There can be more than one path leading to the mine. In that case, we use backtracking to find just one solution or more solutions depending upon the necessity of the problem.
Think about the problems like finding a path in a maze puzzle, assembling lego pieces, sudoku, etc. In all these problems, backtracking is the natural approach to solve them because all these problems require one thing - if a path is not leading you to the correct solution, come back and choose a different path.
Thus, we start with a sub-solution of a problem (which may or may not lead to the correct solution) and check if we can proceed further with this sub-solution or not. If not, then we just change this sub-solution. So, the steps involved are
- Start with a sub-solution.
- Check if this sub-solution will lead to a solution or not.
- If not, then change the sub-solution and continue again.
Take note that even tough backtracking solves the problem but yet it doesn't always give us a great running time. For example, you will see factorial running time in many cases with backtracking but yet we can use it to solve problems with small size (like most of the puzzles).
Let's get our hands dirty and use backtracking to solve N-Queens problem.
N Queens Problem
N queens problem is one of the most common examples of backtracking. Our goal is to arrange N queens on an NxN chessboard such that no queen can strike down any other queen. A queen can attack horizontally, vertically, or diagonally.
So, we start by placing the first queen anywhere arbitrarily and then place the next queen in any of the safe places. We continue this process until the number of unplaced queens becomes zero (a solution is found) or no safe place is left. If no safe place is left, then we change the position of the previously placed queen.

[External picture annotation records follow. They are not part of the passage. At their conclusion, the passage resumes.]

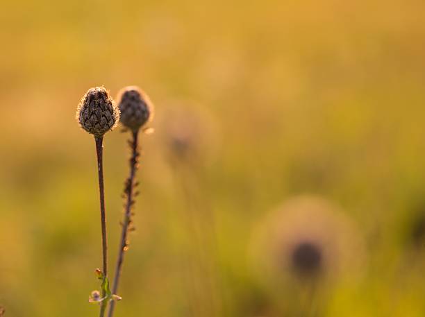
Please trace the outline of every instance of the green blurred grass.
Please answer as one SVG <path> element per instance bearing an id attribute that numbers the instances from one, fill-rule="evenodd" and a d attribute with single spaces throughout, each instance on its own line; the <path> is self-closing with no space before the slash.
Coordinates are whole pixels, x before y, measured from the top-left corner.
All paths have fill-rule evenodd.
<path id="1" fill-rule="evenodd" d="M 3 1 L 6 316 L 97 314 L 87 303 L 101 264 L 94 145 L 74 113 L 91 86 L 115 94 L 133 84 L 158 118 L 181 101 L 207 110 L 219 146 L 205 167 L 176 169 L 160 124 L 143 137 L 117 316 L 254 316 L 257 302 L 281 316 L 284 298 L 268 296 L 247 253 L 257 223 L 303 193 L 338 203 L 367 241 L 364 273 L 328 290 L 325 316 L 423 316 L 423 243 L 412 250 L 406 237 L 424 212 L 424 15 L 413 0 Z M 111 259 L 125 139 L 116 130 L 105 144 Z M 190 208 L 182 180 L 192 180 Z M 214 239 L 202 234 L 208 212 Z"/>

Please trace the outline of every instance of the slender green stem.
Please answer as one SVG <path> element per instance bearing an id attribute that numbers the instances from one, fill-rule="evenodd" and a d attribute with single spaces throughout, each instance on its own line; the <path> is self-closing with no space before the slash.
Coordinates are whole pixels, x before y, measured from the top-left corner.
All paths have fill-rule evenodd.
<path id="1" fill-rule="evenodd" d="M 124 215 L 124 221 L 122 222 L 122 230 L 121 231 L 121 241 L 119 242 L 119 250 L 118 252 L 118 258 L 117 259 L 117 264 L 115 266 L 115 275 L 114 276 L 114 283 L 112 284 L 112 293 L 116 294 L 118 290 L 118 284 L 119 282 L 119 278 L 121 277 L 121 273 L 122 271 L 122 263 L 124 262 L 124 252 L 128 247 L 127 241 L 127 236 L 128 234 L 128 230 L 130 229 L 130 225 L 131 224 L 131 207 L 134 204 L 133 196 L 134 196 L 134 178 L 135 172 L 138 169 L 138 159 L 139 157 L 139 153 L 138 151 L 138 135 L 139 130 L 133 131 L 133 139 L 129 142 L 130 146 L 131 148 L 131 157 L 130 157 L 130 175 L 126 180 L 124 194 L 126 197 L 125 211 Z M 108 313 L 108 317 L 112 317 L 114 314 L 114 309 L 115 308 L 115 302 L 112 301 L 109 307 L 109 311 Z"/>
<path id="2" fill-rule="evenodd" d="M 97 171 L 99 173 L 99 191 L 100 194 L 101 225 L 102 231 L 102 257 L 103 273 L 104 278 L 108 278 L 108 244 L 106 243 L 106 215 L 105 213 L 105 191 L 103 189 L 103 137 L 95 137 L 96 152 L 97 154 Z M 102 298 L 106 294 L 102 289 Z M 101 305 L 100 317 L 103 317 L 108 301 L 103 300 Z"/>

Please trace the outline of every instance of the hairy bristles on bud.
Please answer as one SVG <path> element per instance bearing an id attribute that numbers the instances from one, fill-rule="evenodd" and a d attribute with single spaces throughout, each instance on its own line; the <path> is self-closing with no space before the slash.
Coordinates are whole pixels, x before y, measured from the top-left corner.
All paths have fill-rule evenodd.
<path id="1" fill-rule="evenodd" d="M 148 96 L 137 86 L 127 86 L 118 93 L 121 123 L 137 131 L 153 117 L 153 105 Z"/>
<path id="2" fill-rule="evenodd" d="M 119 121 L 119 110 L 103 87 L 90 88 L 81 98 L 76 118 L 81 128 L 97 137 L 112 130 Z"/>

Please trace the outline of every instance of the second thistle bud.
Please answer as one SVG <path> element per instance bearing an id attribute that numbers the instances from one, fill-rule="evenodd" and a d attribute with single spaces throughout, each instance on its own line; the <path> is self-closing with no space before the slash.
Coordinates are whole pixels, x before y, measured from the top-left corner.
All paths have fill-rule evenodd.
<path id="1" fill-rule="evenodd" d="M 77 108 L 76 119 L 84 130 L 101 137 L 113 129 L 119 120 L 119 110 L 103 87 L 90 88 Z"/>
<path id="2" fill-rule="evenodd" d="M 121 112 L 121 123 L 133 131 L 137 131 L 151 121 L 153 115 L 149 98 L 136 86 L 121 89 L 118 94 L 118 108 Z"/>

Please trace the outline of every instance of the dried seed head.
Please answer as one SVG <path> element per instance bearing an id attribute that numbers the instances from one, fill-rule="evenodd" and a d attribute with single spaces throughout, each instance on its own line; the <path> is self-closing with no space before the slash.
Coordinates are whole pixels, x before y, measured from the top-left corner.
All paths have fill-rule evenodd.
<path id="1" fill-rule="evenodd" d="M 137 86 L 128 86 L 118 94 L 121 123 L 137 131 L 153 117 L 153 105 L 147 95 Z"/>
<path id="2" fill-rule="evenodd" d="M 256 233 L 253 263 L 272 284 L 331 281 L 361 273 L 361 234 L 342 211 L 319 196 L 289 199 Z"/>
<path id="3" fill-rule="evenodd" d="M 76 114 L 79 125 L 95 137 L 112 130 L 119 120 L 119 110 L 103 87 L 90 88 L 81 98 Z"/>
<path id="4" fill-rule="evenodd" d="M 292 251 L 292 266 L 301 276 L 316 275 L 320 271 L 323 250 L 314 241 L 301 241 Z"/>

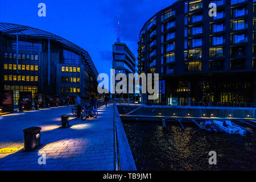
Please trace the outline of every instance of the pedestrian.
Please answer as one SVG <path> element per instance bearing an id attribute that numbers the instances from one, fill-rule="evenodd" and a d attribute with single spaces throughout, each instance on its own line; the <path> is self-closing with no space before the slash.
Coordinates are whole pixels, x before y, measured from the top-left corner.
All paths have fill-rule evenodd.
<path id="1" fill-rule="evenodd" d="M 81 93 L 78 93 L 77 96 L 76 96 L 76 105 L 77 107 L 77 118 L 80 118 L 81 117 L 81 111 L 82 110 L 82 100 L 81 99 Z"/>
<path id="2" fill-rule="evenodd" d="M 106 105 L 106 107 L 108 106 L 108 97 L 106 96 L 105 96 L 105 98 L 104 98 L 104 101 L 105 101 L 105 105 Z"/>

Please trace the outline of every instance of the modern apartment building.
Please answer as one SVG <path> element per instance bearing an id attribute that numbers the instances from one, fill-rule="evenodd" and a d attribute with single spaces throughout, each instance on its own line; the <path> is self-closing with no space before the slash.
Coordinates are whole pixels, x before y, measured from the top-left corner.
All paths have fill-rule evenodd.
<path id="1" fill-rule="evenodd" d="M 115 69 L 115 76 L 119 73 L 123 73 L 128 76 L 129 73 L 135 73 L 136 71 L 136 58 L 130 49 L 125 43 L 119 42 L 115 42 L 113 45 L 113 69 Z M 119 81 L 115 81 L 115 85 Z M 127 82 L 128 84 L 128 82 Z M 128 85 L 127 86 L 128 90 Z M 127 94 L 122 95 L 115 95 L 115 98 L 130 98 L 133 97 L 134 94 L 128 96 Z M 131 100 L 134 100 L 134 98 Z"/>
<path id="2" fill-rule="evenodd" d="M 0 23 L 0 92 L 84 97 L 97 94 L 98 72 L 89 53 L 38 28 Z"/>
<path id="3" fill-rule="evenodd" d="M 145 23 L 138 43 L 139 73 L 159 74 L 155 104 L 256 103 L 255 0 L 178 1 Z"/>

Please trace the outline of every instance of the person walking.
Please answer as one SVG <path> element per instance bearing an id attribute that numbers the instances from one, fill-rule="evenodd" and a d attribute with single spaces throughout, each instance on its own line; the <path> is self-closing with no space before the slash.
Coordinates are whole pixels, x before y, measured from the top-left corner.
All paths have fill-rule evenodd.
<path id="1" fill-rule="evenodd" d="M 104 98 L 105 105 L 106 105 L 106 107 L 108 106 L 108 97 L 106 96 L 105 96 Z"/>
<path id="2" fill-rule="evenodd" d="M 77 106 L 77 118 L 81 117 L 81 112 L 82 110 L 82 100 L 81 99 L 81 93 L 79 93 L 76 96 L 76 105 Z"/>

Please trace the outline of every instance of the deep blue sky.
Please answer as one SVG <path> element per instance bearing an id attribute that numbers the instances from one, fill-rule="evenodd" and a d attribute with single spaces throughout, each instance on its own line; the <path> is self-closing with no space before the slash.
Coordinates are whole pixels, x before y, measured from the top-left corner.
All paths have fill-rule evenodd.
<path id="1" fill-rule="evenodd" d="M 121 39 L 137 57 L 139 31 L 146 20 L 174 0 L 0 0 L 0 22 L 17 23 L 62 36 L 88 51 L 99 73 L 109 74 L 112 45 Z M 46 17 L 38 5 L 46 5 Z"/>

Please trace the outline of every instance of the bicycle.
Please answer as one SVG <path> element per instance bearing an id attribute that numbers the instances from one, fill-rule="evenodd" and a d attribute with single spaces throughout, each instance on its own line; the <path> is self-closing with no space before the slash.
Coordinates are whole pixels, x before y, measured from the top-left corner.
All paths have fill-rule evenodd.
<path id="1" fill-rule="evenodd" d="M 97 109 L 93 109 L 91 106 L 86 106 L 85 109 L 82 109 L 81 119 L 84 121 L 87 118 L 93 117 L 96 118 L 98 117 L 98 111 Z"/>

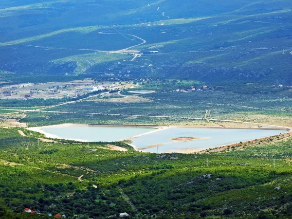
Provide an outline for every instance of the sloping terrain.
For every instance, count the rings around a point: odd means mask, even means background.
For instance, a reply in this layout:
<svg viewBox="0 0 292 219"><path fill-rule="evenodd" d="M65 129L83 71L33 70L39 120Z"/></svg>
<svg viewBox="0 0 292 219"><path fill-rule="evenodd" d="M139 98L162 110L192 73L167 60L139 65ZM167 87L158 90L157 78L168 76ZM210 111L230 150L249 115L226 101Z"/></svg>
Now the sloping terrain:
<svg viewBox="0 0 292 219"><path fill-rule="evenodd" d="M292 83L289 0L19 1L0 1L3 71Z"/></svg>

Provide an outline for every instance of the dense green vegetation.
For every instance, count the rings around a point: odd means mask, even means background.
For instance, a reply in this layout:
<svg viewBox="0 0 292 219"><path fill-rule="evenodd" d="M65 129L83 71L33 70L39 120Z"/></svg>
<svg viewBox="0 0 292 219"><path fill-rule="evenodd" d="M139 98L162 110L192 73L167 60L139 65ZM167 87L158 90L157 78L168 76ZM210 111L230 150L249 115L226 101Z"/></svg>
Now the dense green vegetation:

Let's test this algorithm on a 4x4 chessboard.
Using Backtracking to Solve N Queens
The above picture shows a 4x4 chessboard and we have to place 4 queens on it. So, we will start by placing the first queen in the first row.
Now, the second step is to place the second queen in a safe position. Also, we can't place the queen in the first row, so we will try putting the queen in the second row this time.
Let's place the third queen in a safe position, somewhere in the third row.
Now, we can see that there is no safe place where we can put the last queen. So, we will just change the position of the previous queen i.e., backtrack and change the previous decision.
Also, there is no other position where we can place the third queen, so we will go back one more step and change the position of the second queen.
And now we will place the third queen again in a safe position other than the previously placed position in the third row.
We will continue this process and finally, we will get the solution as shown below.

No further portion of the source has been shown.